1 onion, finely chopped

1 garlic clove, crushed

400g tin chopped tomatoes

1 tsp dried oregano

1 large aubergine, sliced lengthways into 6

1 large courgette, sliced lengthways into 6

390g tin green lentils in water, drained and rinsed

1 beef tomato, thinly sliced

70g pack rocket, to serve


For the topping

350g frozen butternut squash

25g dairy-free spread

25g wholemeal flour

300ml cashew milk


  1. Heat 1 tbsp oil in a saucepan over a medium heat, add the onion and garlic and cook for 5 mins until softened slightly. Add the tomatoes, oregano, 150ml water and some seasoning. Simmer for 15 mins.
  2. Preheat the grill to high and line a large baking sheet with foil. Brush the aubergine and courgette on both sides with the remaining oil and put on the baking sheet. Grill for 3-5 mins each side until tender and golden.
  3. Preheat the oven to gas 5, 190°C, fan 170°C. Stir the lentils into the tomato sauce; simmer for 10 mins. Spoon half the sauce into a deep baking dish and cover with the courgette, followed by the sliced tomato; season. Spoon the rest of the sauce on top and cover with the aubergine. Set aside.
  4. For the topping, steam the butternut squash for 10-12 mins until tender, then blitz in a food processor until smooth.

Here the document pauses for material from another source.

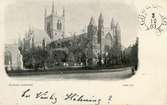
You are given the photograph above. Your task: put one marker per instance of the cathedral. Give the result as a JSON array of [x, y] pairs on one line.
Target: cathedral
[[92, 45]]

Melt the dairy-free spread in a saucepan over a medium heat; stir in the flour to make a paste. Remove from the heat and whisk in the cashew milk. Return to the heat, bring to the boil, then simmer, stirring, for 2 mins.
  5. Stir in the squash and season, then spoon the sauce over the aubergines. Bake for 25 mins. Serve with the rocket.